Like any skill, Indoor Rowing technique is an ongoing work in progress. Very few rowers row ‘perfectly’ and the ones that do (or at least come close) have to remain vigilant to make sure bad habits don’t start to creep in. With that in mind, we look at three common technical mistakes that Indoor Rowers make and give some tips for things to focus on to fix them!
1. Breaking the Knees Too EarlyHow not to do it: don't let the handle get caught between your knees and your body.
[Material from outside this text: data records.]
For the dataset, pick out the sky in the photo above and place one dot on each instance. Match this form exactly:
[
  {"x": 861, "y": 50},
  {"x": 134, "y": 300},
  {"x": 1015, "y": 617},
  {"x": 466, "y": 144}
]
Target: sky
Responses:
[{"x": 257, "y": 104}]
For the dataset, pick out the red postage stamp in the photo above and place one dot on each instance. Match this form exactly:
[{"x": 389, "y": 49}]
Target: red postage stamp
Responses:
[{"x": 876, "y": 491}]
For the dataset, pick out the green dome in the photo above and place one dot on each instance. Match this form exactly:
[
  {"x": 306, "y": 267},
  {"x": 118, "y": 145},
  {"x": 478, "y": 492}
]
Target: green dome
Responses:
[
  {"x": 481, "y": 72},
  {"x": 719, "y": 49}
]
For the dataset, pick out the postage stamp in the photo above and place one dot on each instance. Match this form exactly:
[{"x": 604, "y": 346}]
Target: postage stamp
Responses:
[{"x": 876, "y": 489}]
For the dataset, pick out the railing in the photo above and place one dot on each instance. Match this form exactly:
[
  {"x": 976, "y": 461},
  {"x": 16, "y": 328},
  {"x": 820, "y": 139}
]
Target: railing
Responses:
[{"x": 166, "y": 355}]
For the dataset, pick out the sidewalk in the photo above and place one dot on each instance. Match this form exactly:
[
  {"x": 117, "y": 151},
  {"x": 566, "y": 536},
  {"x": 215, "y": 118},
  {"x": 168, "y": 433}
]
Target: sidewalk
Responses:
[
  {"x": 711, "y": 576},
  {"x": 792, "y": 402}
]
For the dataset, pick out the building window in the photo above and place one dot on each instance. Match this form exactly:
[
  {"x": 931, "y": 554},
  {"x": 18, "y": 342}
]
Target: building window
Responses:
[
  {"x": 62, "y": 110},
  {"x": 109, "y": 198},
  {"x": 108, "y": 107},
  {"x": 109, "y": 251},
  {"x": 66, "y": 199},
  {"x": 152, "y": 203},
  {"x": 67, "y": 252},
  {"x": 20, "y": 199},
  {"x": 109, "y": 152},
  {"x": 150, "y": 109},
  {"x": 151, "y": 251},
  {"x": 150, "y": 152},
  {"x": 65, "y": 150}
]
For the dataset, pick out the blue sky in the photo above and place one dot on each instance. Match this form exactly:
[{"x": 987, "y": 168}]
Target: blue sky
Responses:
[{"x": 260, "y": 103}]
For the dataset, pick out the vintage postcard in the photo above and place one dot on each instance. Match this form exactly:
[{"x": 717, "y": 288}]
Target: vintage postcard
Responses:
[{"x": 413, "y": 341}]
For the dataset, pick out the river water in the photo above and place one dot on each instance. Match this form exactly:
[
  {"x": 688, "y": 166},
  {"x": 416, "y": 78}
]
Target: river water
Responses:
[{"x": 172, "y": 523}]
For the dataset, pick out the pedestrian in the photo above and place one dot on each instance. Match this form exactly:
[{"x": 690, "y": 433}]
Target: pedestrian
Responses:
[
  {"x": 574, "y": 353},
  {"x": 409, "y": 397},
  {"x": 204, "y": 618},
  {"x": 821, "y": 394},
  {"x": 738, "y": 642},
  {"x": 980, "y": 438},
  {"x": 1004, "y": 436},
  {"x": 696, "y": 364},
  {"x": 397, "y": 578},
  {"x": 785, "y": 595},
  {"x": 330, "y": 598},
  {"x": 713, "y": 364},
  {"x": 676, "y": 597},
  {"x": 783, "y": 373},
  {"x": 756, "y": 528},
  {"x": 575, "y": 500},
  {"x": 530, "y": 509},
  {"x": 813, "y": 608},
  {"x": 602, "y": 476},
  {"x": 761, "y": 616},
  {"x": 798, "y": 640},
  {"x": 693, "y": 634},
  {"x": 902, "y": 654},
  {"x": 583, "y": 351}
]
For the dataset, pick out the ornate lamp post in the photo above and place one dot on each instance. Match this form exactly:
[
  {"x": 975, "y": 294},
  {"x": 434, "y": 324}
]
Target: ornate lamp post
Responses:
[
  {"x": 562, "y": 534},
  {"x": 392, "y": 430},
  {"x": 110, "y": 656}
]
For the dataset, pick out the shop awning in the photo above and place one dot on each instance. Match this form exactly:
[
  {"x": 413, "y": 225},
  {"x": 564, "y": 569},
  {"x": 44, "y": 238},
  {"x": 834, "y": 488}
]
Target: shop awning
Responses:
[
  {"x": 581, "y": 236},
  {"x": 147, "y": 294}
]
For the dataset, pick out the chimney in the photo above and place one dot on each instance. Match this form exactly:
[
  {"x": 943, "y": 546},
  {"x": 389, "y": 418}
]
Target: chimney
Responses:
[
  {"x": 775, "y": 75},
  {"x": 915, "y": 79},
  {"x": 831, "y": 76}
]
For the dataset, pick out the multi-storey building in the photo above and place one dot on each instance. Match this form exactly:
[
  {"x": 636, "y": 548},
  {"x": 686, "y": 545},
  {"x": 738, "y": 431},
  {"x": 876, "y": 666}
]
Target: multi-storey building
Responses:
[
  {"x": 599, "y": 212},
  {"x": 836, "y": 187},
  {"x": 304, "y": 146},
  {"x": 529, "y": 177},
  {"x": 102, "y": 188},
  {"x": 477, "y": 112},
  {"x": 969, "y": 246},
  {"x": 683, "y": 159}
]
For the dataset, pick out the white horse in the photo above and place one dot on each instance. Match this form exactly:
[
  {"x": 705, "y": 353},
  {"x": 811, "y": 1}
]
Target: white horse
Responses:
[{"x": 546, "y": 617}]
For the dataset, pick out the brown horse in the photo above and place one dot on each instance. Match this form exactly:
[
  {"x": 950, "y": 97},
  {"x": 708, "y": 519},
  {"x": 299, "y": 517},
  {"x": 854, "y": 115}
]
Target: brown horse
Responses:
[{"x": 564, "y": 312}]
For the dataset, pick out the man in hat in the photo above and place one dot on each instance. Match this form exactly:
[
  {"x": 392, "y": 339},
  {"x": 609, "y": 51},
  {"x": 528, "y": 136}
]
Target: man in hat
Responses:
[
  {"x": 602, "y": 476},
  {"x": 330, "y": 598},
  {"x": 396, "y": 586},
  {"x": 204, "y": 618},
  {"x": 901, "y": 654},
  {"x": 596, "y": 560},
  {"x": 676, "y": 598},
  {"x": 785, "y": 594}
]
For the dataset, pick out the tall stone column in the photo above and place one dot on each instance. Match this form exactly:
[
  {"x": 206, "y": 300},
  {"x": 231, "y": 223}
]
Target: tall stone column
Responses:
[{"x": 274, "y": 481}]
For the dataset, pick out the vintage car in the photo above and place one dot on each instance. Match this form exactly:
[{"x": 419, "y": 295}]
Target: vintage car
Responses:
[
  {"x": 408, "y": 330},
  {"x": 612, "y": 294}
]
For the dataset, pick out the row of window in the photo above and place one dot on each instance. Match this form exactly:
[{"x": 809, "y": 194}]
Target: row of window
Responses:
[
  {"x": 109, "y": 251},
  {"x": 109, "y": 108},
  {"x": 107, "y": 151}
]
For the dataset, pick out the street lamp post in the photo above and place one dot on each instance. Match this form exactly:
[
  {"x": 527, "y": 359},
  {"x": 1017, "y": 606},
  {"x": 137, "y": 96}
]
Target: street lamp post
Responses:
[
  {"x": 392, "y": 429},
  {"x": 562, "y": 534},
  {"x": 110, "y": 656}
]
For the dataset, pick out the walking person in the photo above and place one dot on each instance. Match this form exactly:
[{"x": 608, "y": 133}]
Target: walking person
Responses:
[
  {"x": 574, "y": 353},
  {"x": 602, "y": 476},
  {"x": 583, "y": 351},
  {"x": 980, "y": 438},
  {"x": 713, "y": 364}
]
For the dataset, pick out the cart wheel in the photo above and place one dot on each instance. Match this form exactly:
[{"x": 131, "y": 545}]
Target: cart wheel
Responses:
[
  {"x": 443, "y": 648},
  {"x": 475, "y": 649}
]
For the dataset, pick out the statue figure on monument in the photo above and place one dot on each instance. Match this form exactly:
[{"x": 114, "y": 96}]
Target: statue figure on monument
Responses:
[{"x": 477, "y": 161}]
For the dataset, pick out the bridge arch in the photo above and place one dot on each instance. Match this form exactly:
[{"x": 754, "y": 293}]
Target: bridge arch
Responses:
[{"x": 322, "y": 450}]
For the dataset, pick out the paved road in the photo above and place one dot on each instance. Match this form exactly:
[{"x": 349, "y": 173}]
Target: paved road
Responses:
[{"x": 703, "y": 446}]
Breaking the knees too early on the recovery is a common mistake, if you find you are having to lift the handle of the rowing machine over your knees on the recovery- this could be you! The recovery phase of the rowing stroke should follow the same pattern as the drive phase- but in reverse. Once the stroke finishes the first movement of the recovery is to allow the hands to flow forward until your arms are nearly straight. As the arms begin to straighten, the body tilts over bringing your bodyweight onto the front of the seat. It is only at this point that your knees start to bend, and you begin a steady roll into the catch. Getting the sequence of movements out of the finish of the stroke right is very important to maintaining good technique throughout your rowing stroke, and your body position should not change as you roll into the catch. Always make sure your handle clears your knees before you begin to roll forward on the slide- this is a good way of ensuring you are setting up your stroke in the correct sequence. For more on the recovery phase of the rowing stroke click here.
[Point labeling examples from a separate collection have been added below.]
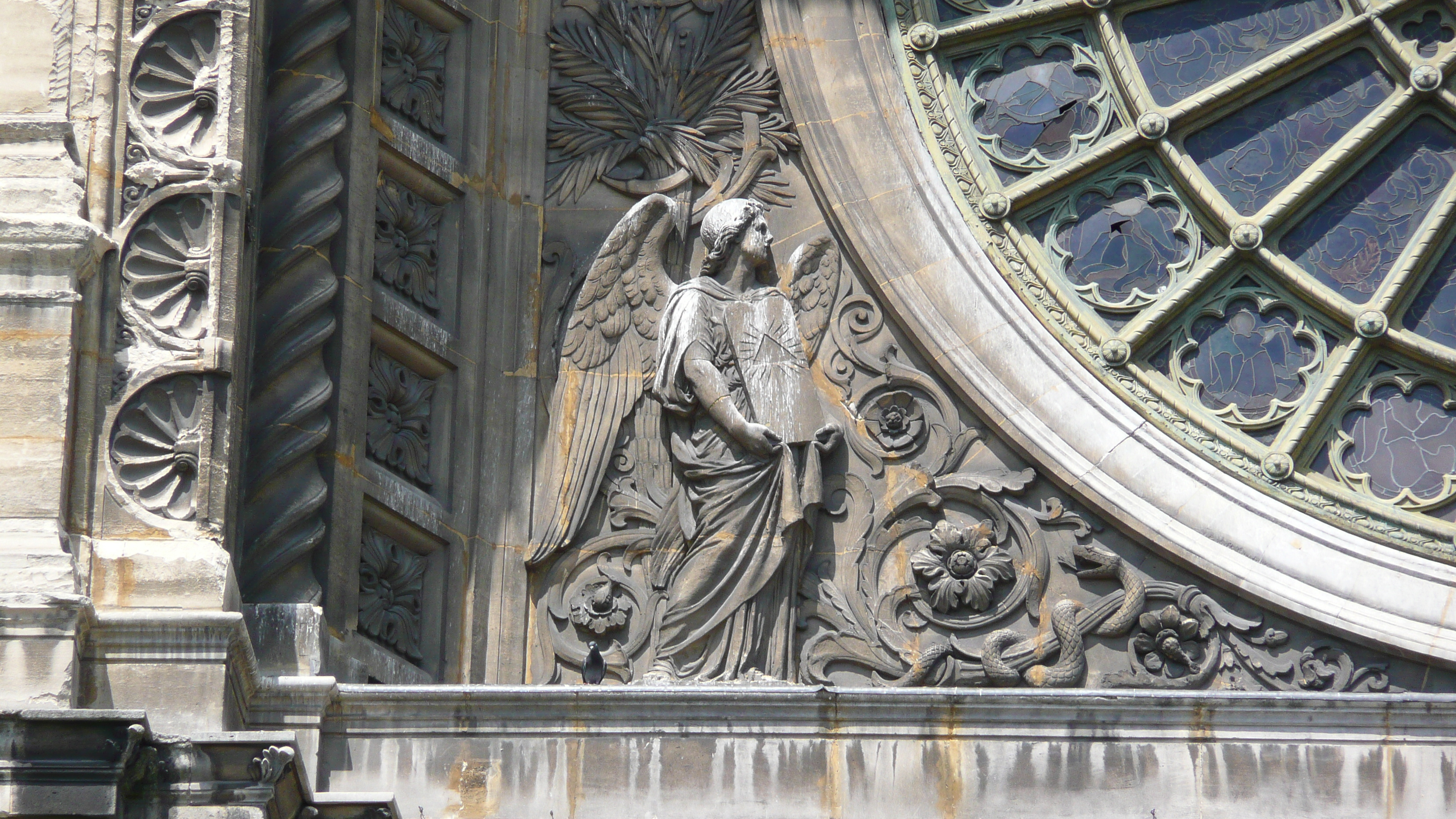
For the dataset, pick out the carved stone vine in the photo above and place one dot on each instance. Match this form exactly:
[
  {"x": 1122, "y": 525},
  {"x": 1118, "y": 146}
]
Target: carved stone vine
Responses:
[
  {"x": 391, "y": 594},
  {"x": 413, "y": 69},
  {"x": 399, "y": 406},
  {"x": 293, "y": 309},
  {"x": 407, "y": 238}
]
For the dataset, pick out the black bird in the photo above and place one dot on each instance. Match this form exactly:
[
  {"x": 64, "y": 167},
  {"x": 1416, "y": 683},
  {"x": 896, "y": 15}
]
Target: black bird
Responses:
[{"x": 595, "y": 666}]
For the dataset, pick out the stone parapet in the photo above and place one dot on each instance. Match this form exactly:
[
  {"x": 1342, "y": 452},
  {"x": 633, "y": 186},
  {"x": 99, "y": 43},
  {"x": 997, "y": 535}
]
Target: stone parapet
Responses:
[{"x": 794, "y": 751}]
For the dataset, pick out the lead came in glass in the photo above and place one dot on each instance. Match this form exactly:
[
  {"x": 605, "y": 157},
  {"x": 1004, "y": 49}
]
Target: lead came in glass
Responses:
[
  {"x": 1433, "y": 311},
  {"x": 1123, "y": 244},
  {"x": 1253, "y": 154},
  {"x": 1403, "y": 442},
  {"x": 1187, "y": 47},
  {"x": 1248, "y": 359},
  {"x": 1350, "y": 241},
  {"x": 1037, "y": 102}
]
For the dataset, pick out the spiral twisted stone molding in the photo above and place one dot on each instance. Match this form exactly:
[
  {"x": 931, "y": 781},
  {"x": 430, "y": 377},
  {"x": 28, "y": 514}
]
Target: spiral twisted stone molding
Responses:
[{"x": 296, "y": 286}]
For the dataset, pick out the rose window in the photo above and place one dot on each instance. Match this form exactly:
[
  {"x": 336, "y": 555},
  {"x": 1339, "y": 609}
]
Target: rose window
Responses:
[{"x": 1238, "y": 213}]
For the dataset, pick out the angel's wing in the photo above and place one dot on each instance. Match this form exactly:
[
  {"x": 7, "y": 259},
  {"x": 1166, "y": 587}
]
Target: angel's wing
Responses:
[
  {"x": 606, "y": 357},
  {"x": 815, "y": 289}
]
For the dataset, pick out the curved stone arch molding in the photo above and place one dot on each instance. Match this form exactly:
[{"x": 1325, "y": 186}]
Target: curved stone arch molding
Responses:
[
  {"x": 217, "y": 192},
  {"x": 882, "y": 189},
  {"x": 134, "y": 53}
]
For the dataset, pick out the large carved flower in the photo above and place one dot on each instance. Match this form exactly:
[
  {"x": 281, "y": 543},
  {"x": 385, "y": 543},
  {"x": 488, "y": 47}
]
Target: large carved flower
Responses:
[
  {"x": 1166, "y": 646},
  {"x": 167, "y": 267},
  {"x": 962, "y": 566},
  {"x": 399, "y": 419},
  {"x": 392, "y": 585},
  {"x": 175, "y": 87},
  {"x": 407, "y": 231},
  {"x": 596, "y": 607},
  {"x": 413, "y": 69},
  {"x": 896, "y": 420},
  {"x": 158, "y": 445}
]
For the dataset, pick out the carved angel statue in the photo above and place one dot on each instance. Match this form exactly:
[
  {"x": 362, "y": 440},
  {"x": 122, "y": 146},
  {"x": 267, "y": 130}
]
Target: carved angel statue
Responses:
[{"x": 727, "y": 356}]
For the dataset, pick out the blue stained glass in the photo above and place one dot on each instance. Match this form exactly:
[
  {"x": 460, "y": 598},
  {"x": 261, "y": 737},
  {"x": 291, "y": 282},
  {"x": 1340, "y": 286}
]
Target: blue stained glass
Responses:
[
  {"x": 1122, "y": 242},
  {"x": 1248, "y": 359},
  {"x": 1037, "y": 102},
  {"x": 1253, "y": 154},
  {"x": 1350, "y": 241},
  {"x": 1187, "y": 47},
  {"x": 1404, "y": 442},
  {"x": 1433, "y": 312}
]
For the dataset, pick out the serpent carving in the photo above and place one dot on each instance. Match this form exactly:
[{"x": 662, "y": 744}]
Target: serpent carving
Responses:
[
  {"x": 1135, "y": 591},
  {"x": 296, "y": 286}
]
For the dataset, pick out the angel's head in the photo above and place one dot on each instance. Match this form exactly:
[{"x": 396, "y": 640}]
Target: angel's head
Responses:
[{"x": 738, "y": 225}]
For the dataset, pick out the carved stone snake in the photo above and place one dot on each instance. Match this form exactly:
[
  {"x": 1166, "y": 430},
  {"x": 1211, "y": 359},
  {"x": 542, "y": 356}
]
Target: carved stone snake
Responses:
[{"x": 1071, "y": 666}]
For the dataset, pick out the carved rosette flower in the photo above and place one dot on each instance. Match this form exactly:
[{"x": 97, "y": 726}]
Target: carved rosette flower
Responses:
[
  {"x": 896, "y": 420},
  {"x": 407, "y": 232},
  {"x": 392, "y": 588},
  {"x": 413, "y": 69},
  {"x": 175, "y": 85},
  {"x": 962, "y": 566},
  {"x": 596, "y": 607},
  {"x": 167, "y": 267},
  {"x": 1167, "y": 644},
  {"x": 399, "y": 419},
  {"x": 156, "y": 446}
]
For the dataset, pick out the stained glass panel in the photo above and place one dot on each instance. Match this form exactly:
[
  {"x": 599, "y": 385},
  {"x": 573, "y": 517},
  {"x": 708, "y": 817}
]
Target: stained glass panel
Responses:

2. Dropping the Handle at The Catch
How not to do it: Don't let your handle drop in front of your shins at the catch
Dropping the handle into the catch or taking the catch with the handle too low is another common technique error that is easy to make. Often, the reason for the low handle position begins earlier in the stroke (especially if you have already made mistake number 1!). Ideally, once the handle clears the knees it should track fractionally upwards as you roll into the catch, so that it is around knee height as you begin to drive backwards. Rowers who drop the handle low at the catch often seem to allow the handle to follow the shins downwards at the front of the stroke. The problem with this, is that it affects correct body position, causing the rower to sit too upright rather than allowing the body to properly tilt forward. As a result, the effective part of the rowing stroke is shortened, and the drive is initiated by the back opening instead of the leg drive- a much weaker driving technique. To avoid this technical mistake, keep your arms loose and straight as you roll into the catch, and make sure your handle level doesn’t drop much below your knees.
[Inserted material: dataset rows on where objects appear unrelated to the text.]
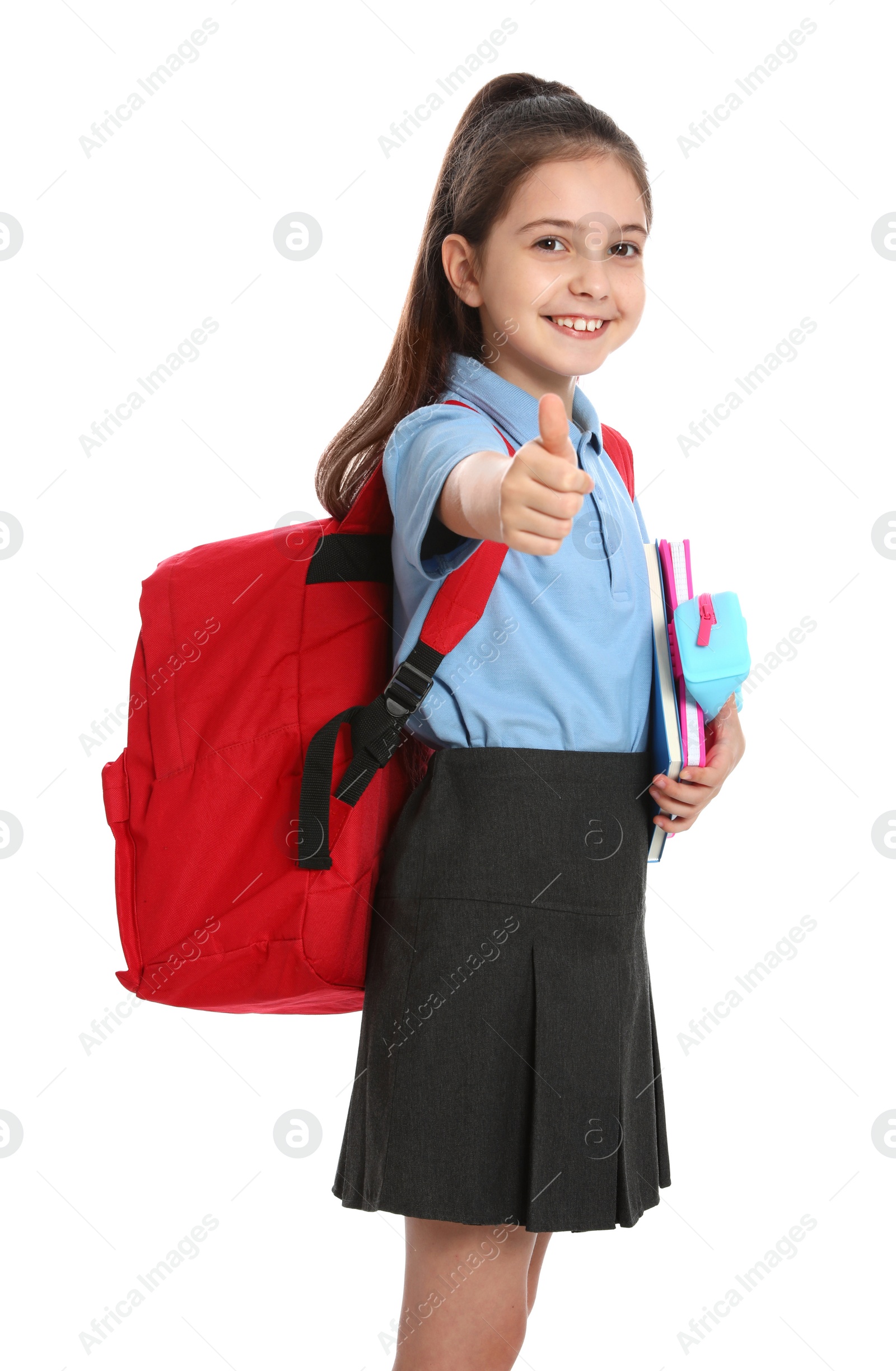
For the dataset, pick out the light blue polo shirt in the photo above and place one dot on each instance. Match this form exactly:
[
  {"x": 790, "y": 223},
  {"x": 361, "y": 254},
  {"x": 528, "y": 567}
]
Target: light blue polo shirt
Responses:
[{"x": 563, "y": 654}]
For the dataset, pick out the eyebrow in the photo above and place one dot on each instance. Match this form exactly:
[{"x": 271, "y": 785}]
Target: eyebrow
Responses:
[{"x": 568, "y": 224}]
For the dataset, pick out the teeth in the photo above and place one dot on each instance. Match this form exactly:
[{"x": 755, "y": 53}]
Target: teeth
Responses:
[{"x": 580, "y": 325}]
3. Bracing Through the Shoulders and Arms at The Catch
How not to do it: It may make your arms look big, but bracing the shoulders at the catch is detracting from your leg drive
It can be tempting to want to put everything into the drive from the get-go: arms, shoulders, back, legs- the whole lot! But using your arms before its their turn in the sequence is a common technical mistake in rowing. We’ve all heard the correct sequence of the drive phase (if you haven’t check out this article!) It begins with the catch, where the resistance is taken by the lats, core and lower back connecting to the legs. The legs drive first, followed by the body-swing with the arms finishing the stroke. In making the mistake of bracing in the shoulders and the arms first, pressure is taken off the legs reducing the effectiveness of the drive. As the stroke continues and you move into the draw into the finish, this is also significantly diminished as the arms have already been used at the catch. This makes for a very inefficient stroke, where energy is expended in the shoulders and arms unnecessarily at the catch, while also limiting the effectiveness of the leg drive- the major muscle group you are trying to utilize!
A good way to try to make sure you are not bracing in the shoulders and arms at the catch, is to think about having a tall neck with lots of space between your ears and your shoulders. Let your arms remain loose as you roll into the catch and focus on taking the initial pressure on the drive in your lats, core and lower back, connecting through to your legs.